MWD tool 30 may include sensors 39 and 41, which may be coupled to
appropriate data encoding circuitry, such as an encoder 38, which
sequentially produces encoded digital data electrical signals
representative of the measurements obtained by sensors 39 and 41.
While two sensors are shown, one skilled in the art will understand
that a smaller or larger number of sensors may be used without
departing from the principles of the present invention. The sensors
39 and 41 may be selected to measure downhole parameters including,
but not limited to, environmental parameters, directional drilling
parameters, and formation evaluation parameters. Such parameters
may comprise downhole pressure, downhole temperature, the
resistivity or conductivity of the drilling mud and earth
formations, the density and porosity of the earth formations, as
well as the orientation of the wellbore.
The MWD tool 30 may be located proximate to the bit 32. Data
representing sensor measurements of the parameters discussed may be
generated and stored in the MWD tool 30. Some or all of the data
may be transmitted by data signaling unit 35, through the drilling
fluid in drill string 14. A pressure signal travelling in the
column of drilling fluid may be detected at the surface by a signal
detector unit 36 employing a pressure detector 80 in fluid
communication with the drilling fluid. The detected signal may be
decoded in information handling system 33. For purposes of this
disclosure, an information handling system may comprise any
instrumentality or aggregate of instrumentalities operable to
compute, classify, process, transmit, receive, retrieve, originate,
switch, store, display, manifest, detect, record, reproduce,
handle, or utilize any form of information, intelligence, or data
for scientific, control, or other purposes. The pressure signals
may comprise encoded binary representations of measurement data
indicative of the downhole drilling parameters and formation
characteristics measured by sensors 39 and 41. Information handling
system 33 may be located proximate the rig floor. Alternatively,
information handling system 33 may be located away from the rig
floor. In one embodiment, information handling system 33 may be
incorporated as part of a logging unit. Alternatively, other types
of telemetry signals may be used for transmitting data from
downhole to the surface. These include, but are not limited to,
electromagnetic waves through the earth and acoustic signals using
the drill string as a transmission medium. In yet another
alternative, drill string may comprise wired pipe enabling electric
and/or optical signals to be transmitted between downhole and the
surface.
In one example, a generator 102 provides electrical power and may
be located in BHA 26 to provide at least a portion of the
electrical power required by the various downhole electronics
devices and/or sensors.
Also referring to FIGS. 2A-2D, in one example, generator 102
comprises a tubular body 202 that may be coupled into drill string
14. Flow passage 201 provides a passage for the flow of drilling
fluid through body 202. In this example, the axis 203 of flow
passage 201 is approximately coincident with the axis of rotation
of the drill string proximate body 202. A plurality of longitudinal
cavities 230 may be formed around the outer circumference of
tubular member 202. In the example shown, six cavities 230 are
formed around tubular member 202. Alternatively, a greater or fewer
number of cavities may be formed around tubular member 202. A
piezoelectric assembly 212 may be disposed in each cavity 230. For
example, piezoelectric assemblies 212a-f may be disposed in
cavities 230a-230f, respectively.
In one embodiment, each piezoelectric assembly 212 may comprise a
stack of piezoelectric elements 211 encased in flexible potting
material 210. In one embodiment, each piezoelectric element 211 is
separated by an adjacent piezoelectric element 211 by a distance L.

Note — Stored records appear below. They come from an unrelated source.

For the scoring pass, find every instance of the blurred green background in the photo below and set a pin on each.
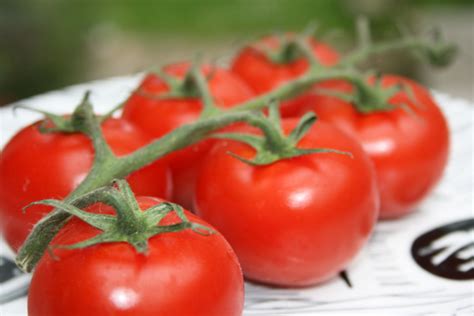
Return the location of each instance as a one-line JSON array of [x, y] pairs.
[[47, 45]]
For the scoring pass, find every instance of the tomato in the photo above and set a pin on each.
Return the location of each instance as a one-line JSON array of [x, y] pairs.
[[295, 222], [183, 273], [263, 75], [36, 166], [160, 116], [409, 146]]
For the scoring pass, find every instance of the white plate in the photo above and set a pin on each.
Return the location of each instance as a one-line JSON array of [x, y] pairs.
[[385, 277]]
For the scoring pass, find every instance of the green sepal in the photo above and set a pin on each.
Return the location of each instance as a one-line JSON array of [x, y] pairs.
[[274, 146], [131, 225]]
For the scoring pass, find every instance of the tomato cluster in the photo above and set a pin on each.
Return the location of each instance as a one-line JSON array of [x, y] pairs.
[[297, 221]]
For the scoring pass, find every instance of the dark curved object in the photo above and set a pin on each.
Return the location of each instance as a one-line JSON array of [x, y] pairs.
[[452, 239]]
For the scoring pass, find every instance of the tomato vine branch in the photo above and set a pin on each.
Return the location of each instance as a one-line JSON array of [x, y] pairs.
[[107, 166]]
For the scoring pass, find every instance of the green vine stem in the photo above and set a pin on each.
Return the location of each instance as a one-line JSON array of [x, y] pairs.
[[107, 166]]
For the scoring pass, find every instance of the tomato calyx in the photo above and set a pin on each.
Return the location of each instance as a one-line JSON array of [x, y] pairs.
[[369, 95], [131, 225], [193, 85], [274, 145], [288, 48], [439, 53], [69, 124]]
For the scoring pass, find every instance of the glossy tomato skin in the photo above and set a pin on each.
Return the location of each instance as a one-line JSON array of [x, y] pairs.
[[263, 75], [184, 273], [409, 148], [158, 117], [36, 166], [295, 222]]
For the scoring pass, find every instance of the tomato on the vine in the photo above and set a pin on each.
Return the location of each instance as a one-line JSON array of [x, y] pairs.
[[157, 114], [297, 221], [408, 144], [36, 166], [262, 74], [183, 273]]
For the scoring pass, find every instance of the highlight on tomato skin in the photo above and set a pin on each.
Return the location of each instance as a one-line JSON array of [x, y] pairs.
[[262, 74], [296, 222], [36, 166], [158, 116], [408, 144], [183, 273]]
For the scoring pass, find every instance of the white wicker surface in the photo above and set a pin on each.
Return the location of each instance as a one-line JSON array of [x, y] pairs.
[[385, 278]]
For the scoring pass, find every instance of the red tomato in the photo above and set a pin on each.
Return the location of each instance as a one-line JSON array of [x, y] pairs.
[[295, 222], [160, 116], [36, 166], [263, 75], [408, 147], [184, 273]]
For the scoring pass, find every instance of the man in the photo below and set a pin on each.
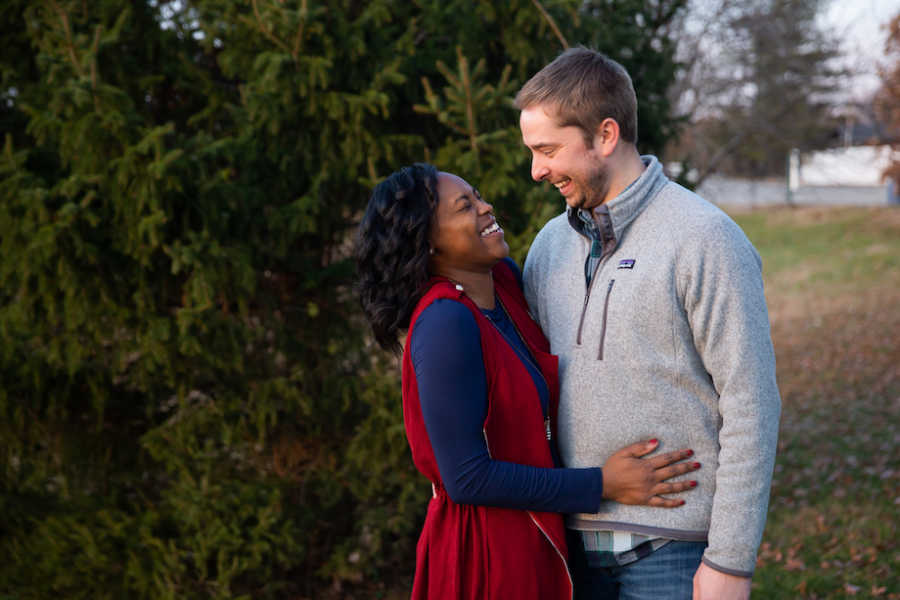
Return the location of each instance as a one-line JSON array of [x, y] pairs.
[[653, 300]]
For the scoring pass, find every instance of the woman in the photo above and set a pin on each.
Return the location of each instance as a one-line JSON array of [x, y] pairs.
[[479, 396]]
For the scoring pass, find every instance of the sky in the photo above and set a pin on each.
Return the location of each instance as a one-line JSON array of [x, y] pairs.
[[862, 25]]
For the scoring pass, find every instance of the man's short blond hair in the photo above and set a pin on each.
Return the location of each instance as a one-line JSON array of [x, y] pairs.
[[583, 87]]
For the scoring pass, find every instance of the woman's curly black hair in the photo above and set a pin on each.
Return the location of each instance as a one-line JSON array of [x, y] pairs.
[[391, 250]]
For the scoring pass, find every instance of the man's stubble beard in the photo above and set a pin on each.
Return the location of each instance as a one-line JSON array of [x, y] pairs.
[[596, 189]]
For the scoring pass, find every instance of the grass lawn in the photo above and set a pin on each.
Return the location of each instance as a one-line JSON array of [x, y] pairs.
[[833, 287]]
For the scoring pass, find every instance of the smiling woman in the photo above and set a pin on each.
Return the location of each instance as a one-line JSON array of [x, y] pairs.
[[480, 395]]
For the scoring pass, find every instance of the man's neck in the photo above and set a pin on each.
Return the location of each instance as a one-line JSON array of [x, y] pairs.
[[624, 170]]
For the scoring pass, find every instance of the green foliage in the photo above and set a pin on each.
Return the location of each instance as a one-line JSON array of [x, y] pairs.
[[190, 405]]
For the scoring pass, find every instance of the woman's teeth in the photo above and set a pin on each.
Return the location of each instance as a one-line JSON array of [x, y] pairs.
[[493, 227]]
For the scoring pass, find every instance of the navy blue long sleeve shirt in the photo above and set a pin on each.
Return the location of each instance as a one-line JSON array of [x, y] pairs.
[[446, 355]]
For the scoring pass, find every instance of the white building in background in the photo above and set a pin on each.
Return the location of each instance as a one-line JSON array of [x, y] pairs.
[[841, 176]]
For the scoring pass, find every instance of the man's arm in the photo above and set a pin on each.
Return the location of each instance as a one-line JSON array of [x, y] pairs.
[[710, 584], [721, 276]]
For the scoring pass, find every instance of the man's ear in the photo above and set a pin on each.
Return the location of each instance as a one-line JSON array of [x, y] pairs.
[[607, 137]]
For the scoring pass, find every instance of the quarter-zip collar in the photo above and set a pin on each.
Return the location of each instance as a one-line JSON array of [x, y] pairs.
[[622, 209]]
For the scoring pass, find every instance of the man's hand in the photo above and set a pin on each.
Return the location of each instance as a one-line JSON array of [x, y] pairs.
[[710, 584], [630, 479]]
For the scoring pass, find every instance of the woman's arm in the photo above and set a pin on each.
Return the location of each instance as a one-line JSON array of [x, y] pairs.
[[446, 354]]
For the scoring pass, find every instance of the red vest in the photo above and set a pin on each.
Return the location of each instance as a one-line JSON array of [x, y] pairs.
[[469, 552]]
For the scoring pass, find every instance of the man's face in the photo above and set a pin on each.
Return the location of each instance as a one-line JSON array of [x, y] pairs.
[[561, 156]]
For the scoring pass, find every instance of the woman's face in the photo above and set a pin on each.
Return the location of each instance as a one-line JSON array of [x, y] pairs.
[[465, 236]]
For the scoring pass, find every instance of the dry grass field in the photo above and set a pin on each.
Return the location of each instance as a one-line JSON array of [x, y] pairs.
[[833, 288]]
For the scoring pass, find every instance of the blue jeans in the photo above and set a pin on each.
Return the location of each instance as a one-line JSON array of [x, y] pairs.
[[665, 574]]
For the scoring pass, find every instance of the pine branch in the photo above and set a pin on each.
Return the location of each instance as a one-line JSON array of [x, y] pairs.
[[266, 32], [70, 46], [552, 23]]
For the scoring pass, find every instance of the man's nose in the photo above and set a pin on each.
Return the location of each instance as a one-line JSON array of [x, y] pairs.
[[539, 171]]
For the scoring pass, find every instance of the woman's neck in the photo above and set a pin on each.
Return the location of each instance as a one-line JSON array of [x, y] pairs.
[[479, 286]]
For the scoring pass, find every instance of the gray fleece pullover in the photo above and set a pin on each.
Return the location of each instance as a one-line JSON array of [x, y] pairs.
[[671, 341]]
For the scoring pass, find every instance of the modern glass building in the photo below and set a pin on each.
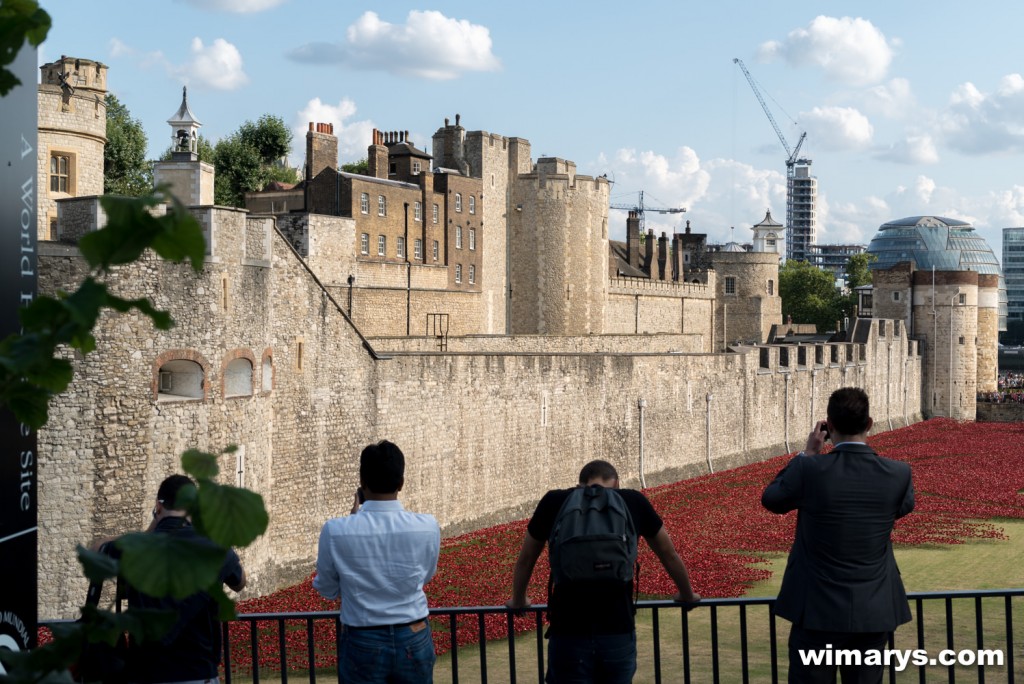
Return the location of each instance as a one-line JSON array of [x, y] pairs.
[[1013, 271], [943, 244]]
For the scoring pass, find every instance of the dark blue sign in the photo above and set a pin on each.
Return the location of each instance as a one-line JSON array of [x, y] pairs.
[[17, 288]]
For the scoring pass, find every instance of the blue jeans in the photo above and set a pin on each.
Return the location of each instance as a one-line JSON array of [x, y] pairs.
[[600, 658], [387, 655]]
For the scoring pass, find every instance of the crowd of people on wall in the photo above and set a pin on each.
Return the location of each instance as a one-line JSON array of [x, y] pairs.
[[1011, 388]]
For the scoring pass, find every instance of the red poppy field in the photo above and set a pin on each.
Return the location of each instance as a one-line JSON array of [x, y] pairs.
[[967, 477]]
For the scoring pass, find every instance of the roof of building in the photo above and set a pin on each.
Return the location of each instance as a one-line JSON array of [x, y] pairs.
[[928, 242], [768, 222], [619, 255]]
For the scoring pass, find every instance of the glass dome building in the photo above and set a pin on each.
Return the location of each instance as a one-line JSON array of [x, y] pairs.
[[936, 242]]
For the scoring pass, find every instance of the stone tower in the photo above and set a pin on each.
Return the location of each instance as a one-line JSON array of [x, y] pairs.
[[190, 180], [72, 135]]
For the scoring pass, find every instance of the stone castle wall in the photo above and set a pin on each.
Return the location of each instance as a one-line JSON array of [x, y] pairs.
[[470, 422], [73, 126]]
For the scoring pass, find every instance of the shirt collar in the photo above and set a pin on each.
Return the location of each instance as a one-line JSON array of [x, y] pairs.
[[393, 505]]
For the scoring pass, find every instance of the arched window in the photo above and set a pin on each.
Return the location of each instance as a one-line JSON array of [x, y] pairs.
[[267, 373], [180, 379], [239, 378]]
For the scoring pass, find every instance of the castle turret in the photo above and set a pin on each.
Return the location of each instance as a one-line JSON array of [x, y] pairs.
[[72, 135], [189, 179]]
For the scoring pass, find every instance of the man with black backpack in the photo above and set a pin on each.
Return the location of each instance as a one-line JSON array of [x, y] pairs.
[[592, 531]]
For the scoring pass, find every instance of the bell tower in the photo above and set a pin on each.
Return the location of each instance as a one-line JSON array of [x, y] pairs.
[[189, 179]]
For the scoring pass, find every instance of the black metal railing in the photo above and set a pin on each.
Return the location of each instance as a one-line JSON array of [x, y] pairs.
[[722, 640]]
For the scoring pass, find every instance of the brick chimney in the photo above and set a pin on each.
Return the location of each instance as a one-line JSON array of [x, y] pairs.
[[322, 150], [633, 240], [377, 156]]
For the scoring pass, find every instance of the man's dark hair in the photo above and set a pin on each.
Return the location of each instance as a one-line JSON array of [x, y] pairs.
[[169, 489], [598, 470], [382, 467], [849, 412]]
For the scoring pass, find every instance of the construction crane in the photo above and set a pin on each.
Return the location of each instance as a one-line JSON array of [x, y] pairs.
[[640, 208], [801, 197]]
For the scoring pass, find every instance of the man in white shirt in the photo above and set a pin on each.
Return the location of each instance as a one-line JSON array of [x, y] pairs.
[[377, 560]]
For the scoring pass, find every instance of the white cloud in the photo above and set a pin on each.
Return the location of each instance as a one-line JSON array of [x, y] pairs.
[[217, 67], [914, 148], [837, 128], [119, 48], [237, 6], [849, 50], [429, 45], [353, 136], [702, 187], [892, 99], [978, 123]]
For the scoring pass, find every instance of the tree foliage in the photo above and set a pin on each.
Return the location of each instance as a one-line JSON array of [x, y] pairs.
[[809, 295], [31, 374], [250, 158], [126, 170], [19, 20]]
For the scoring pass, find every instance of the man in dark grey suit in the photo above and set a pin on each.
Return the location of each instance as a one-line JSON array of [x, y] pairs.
[[842, 590]]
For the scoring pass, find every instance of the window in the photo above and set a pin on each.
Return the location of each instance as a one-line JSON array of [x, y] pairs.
[[59, 173], [180, 379], [239, 378]]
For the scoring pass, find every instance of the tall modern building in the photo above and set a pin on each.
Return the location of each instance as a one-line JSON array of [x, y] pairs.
[[801, 214], [1013, 271]]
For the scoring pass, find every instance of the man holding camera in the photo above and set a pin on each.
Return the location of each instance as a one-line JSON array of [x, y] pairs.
[[842, 589], [378, 560]]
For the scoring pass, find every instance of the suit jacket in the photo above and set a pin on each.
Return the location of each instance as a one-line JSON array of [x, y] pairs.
[[842, 574]]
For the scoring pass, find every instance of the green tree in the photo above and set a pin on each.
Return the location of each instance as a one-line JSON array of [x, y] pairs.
[[126, 170], [361, 167], [251, 158], [809, 295], [858, 272]]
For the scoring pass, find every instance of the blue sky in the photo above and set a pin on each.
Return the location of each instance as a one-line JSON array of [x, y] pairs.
[[910, 108]]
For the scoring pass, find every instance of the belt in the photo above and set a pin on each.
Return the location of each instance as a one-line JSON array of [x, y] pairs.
[[421, 621]]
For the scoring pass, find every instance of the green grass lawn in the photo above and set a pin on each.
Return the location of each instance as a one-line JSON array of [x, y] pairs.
[[977, 564]]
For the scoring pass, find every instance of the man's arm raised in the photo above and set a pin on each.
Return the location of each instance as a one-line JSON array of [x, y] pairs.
[[660, 544], [528, 554]]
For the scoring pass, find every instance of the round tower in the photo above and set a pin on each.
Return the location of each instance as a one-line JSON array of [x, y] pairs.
[[72, 135]]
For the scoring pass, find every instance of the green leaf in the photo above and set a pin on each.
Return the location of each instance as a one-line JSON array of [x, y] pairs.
[[230, 516], [96, 566], [200, 464], [168, 565]]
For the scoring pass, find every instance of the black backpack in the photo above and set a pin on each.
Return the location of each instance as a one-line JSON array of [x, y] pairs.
[[593, 539]]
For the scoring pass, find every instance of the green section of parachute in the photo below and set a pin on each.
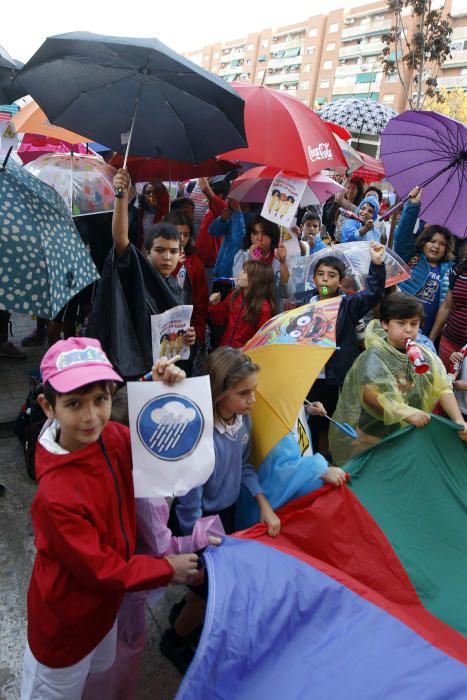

The intermediate space between each adjacent element may be filled
with flexible potting material 210. In one example, approximately
the same thickness of potting material 210 separates the bottom
piezoelectric element from the bottom of cavity 230.
In one embodiment, piezoelectric element 211 comprises a
piezoelectric film material. Examples include, but are not limited
to, polyvinylidene fluoride (PVDF) and copolymers, such as a
copolymer of PVDF and trifluoroethylene, and a copolymer of PVDF
and tetrafluoroethylene. Alternatively, piezoelectric element 211
may comprise a piezoelectric ceramic material such as lead
zirconium titanate (PZT) and barium titanate (BATiO.sub.3), or a
piezoelectric crystalline material, for example, quartz, or any
other material that exhibits piezoelectric properties. In yet
another embodiment, piezoelectric element 211 may comprise a
piezoelectric fiber-composite material.
In one example, cover 204 is a substantially cylindrical member
that fits around the section of tubular body 202 housing the
piezoelectric assemblies 212. Cover 204 extends in each axial
direction, beyond cavity 230 and has an internal spline 206 formed
on at least a portion of inner surface 217 thereof. Internal spline
217 engages a mating external spline 208 formed on an outer surface
219 of body 202. As shown in FIGS. 2B-2D, spline 206 is sized such
that there is a gap, G, between the inner surface 217 of spline 206
and the outer surface 219 of spline 208. Gap, G, allows cover 204
to move radially due to interaction of cover 204 with the borehole
wall 19. In one example, flexible potting material 210 extends
outward to contact spline surface 215 of cover 204. Flexible
potting material 210 may be adhered to the bottom of spline surface
215 by a suitable adhesive material 213. Alternatively, potting
material 210 may not be adhered to spline surface 215.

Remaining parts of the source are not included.